Homework Sucks.

It’s been more than a dozen years since I had to crank out a term paper at 2 a.m. or cram for a final exam or God forbid had to apply an utterly meaningless mathematical theorem to anything. But weirdly I am still haunted by homework and wake up in the middle of the night sweating that I’m about to flunk a test because I forgot to study. My number one recurring anxiety nightmare after forgetting to brush my teeth and having massive morning breath while meeting with a famous person, i.e. President Clinton, Oprah, Gandhi etc.(that’s for another post), is that I inadvertently haven’t finished all of my credits and left college without actually graduating. This nightmare may stem from actually having completed college a semester early and then waiting to graduate with my friends. But probe deeper into my chronic sleep anxiety and I’m sure any expert would just unmask loads of my insecurities, fears about failure or of being called a fraud.
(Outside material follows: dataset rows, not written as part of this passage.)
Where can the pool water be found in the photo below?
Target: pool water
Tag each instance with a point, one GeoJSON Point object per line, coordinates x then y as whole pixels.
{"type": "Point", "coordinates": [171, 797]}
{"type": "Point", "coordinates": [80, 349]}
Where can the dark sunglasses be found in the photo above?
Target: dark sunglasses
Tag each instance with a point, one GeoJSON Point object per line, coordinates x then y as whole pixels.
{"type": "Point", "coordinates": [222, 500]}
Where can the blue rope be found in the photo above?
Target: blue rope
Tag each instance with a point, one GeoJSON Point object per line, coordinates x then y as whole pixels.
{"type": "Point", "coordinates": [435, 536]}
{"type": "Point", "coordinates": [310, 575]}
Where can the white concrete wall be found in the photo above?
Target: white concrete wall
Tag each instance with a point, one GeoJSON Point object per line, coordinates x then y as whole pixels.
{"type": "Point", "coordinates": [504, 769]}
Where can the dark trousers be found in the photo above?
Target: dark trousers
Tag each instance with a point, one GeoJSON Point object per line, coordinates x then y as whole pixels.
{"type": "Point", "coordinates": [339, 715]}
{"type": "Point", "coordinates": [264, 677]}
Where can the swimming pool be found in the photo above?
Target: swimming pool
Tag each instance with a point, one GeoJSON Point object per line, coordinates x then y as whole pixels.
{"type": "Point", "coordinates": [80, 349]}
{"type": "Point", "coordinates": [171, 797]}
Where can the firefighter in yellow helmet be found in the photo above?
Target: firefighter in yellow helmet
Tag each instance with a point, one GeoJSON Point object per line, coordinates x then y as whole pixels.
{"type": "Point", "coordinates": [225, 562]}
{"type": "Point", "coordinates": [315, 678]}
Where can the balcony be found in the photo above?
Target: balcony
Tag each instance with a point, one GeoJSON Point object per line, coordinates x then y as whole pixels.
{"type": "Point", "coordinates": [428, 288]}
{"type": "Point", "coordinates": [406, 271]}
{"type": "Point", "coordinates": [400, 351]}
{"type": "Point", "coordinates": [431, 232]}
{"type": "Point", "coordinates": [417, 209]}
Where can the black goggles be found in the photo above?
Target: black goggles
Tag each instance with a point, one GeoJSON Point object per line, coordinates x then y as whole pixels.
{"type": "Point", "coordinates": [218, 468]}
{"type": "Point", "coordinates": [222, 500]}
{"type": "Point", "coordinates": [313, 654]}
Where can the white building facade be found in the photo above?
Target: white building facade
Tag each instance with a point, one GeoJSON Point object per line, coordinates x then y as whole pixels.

But now for the first time since the early 90s, my latest midnight sweat-on-the-brow homework stress, has nothing to do with me – it’s about my kids.

 

Second grade homework is a colossal bitch. There are daily journals and nightly math flashcards and 20 minutes of reading each night and spelling index cards to be sorted and backpacks full of papers to be filled, signed, stamped, processed and recycled. The paper alone makes me want to cry. Each night when I come home and rip open my son, Jonah’s, backpack to read his assignments I twitch with anxiety – please let it be easy I think to myself. I know that I should be more chill about all of this – after all – it’s Jonah’s homework, not mine. But at seven years old it doesn’t seem like he’s ready to do it alone. I also want him to get it right. The Alpha Mom in me wants to make sure he’s mastered his math facts and reads above grade level. The Slacker Mom in me just wants to uncork a good Cabernet and casually eyeball his assignments as I kick back and read a novel. I’m torn.

 

Truth be told, I’m embarrassed to admit that the unattractive Alpha Mom in me usually rears her nasal nag and gets into drill sergeant mode the moment I pull into the driveway. After quick kisses hello I’m rushing like a lunatic to get homework done, setting an egg timer to read, reviewing “sight words” and math facts. And it doesn’t stop at home. Trying to multi task, because I don’t have the time during the week to do as much reviewing as apparently I am supposed to do, I find myself randomly shouting out addition and subtraction computations as I’m driving the kids around on the weekends. “Mom, Stop!” Jonah will shriek back at me.

 

I’m blaming my sudden madness on our teachers. At back-to-school night they put so much homework pressure on us parents our heads were spinning.

 

“What do you mean by December the kids should know how to automatically add 16 plus 17 in their heads?” I asked Jonah’s teacher. “I still carry the 1 in my head. Are there new math tricks? How do we help teach them? I don’t know any tricks?”

 

“Maybe you should come back to second grade,” Jonah’s teacher responded with a smile as other parents nervously giggled. Oy.

 

lharalampus
10.20.08

Sometimes I feel that no homework should be assigned until the fourth grade at the earliest. When my kids are responsible enough to take care of a family pet, they'll be responsible enough to handle their own homework. Until then - my son and I will stay up late again tonight to finish his second grade math pages, 30 minutes of reading, and science cricket project.

caragarden
10.04.08

i want to pick a elementary school for my child based on no homework- ridiculous- but i don't want him to have the pressure- or me! on the mom end: especially after i come home from work and want to just enjoy each other

dare2dreamitall
10.02.08

Ok, the bad news, it never ends (3rd grader, K, and yes-I went back to school this semester) My only saving grace was setting up the homework station. Finally the Dining room has a use. Baskets packed crayons,pencils,paper fill the table where there was once a beautiful flower arrangement. But inevitably the day will come for you too. My daughter came home in tears because she had to "sign her card". (A form of 3rd grade public humiliation)because I forgot to put her math homework into her backpack. It was done, neatly on the homework station, but she paid the piper. I know she is old enough to do this herself, but if I have a hard time, I know she still needs my help. So for now we will create one more basket-the outbox...Our dining room is now its own Corporation.

AmyK
10.01.08

This nightly routine is why I asked my doctor for anti-anxiety medication. I can't even tell you how much I relate to this article, having a second-grade daughter myself, plus a 3-year-old daughter who consistently interrupts while I'm trying to listen to my daughter read (the list goes on). Who's doing the homework again? Top off the craziness with a husband who is usually not home on school nights and you have a perfect mix for chaos. Enjoy your chaos, ladies. You may be imbibing it for a loooonnnng time.

lbrown798
09.30.08

Yes, I can relate. My daughter's school hosts a Family Math Night so we can help them with their homework. I now find myself using the "tricks" I learned while sitting in her 3rd grade classroom in my every day life (not sure if that is funny or just sad!). Homework is always a battle in my house and unfortunately I think it only gets worse as they get older. Yikes!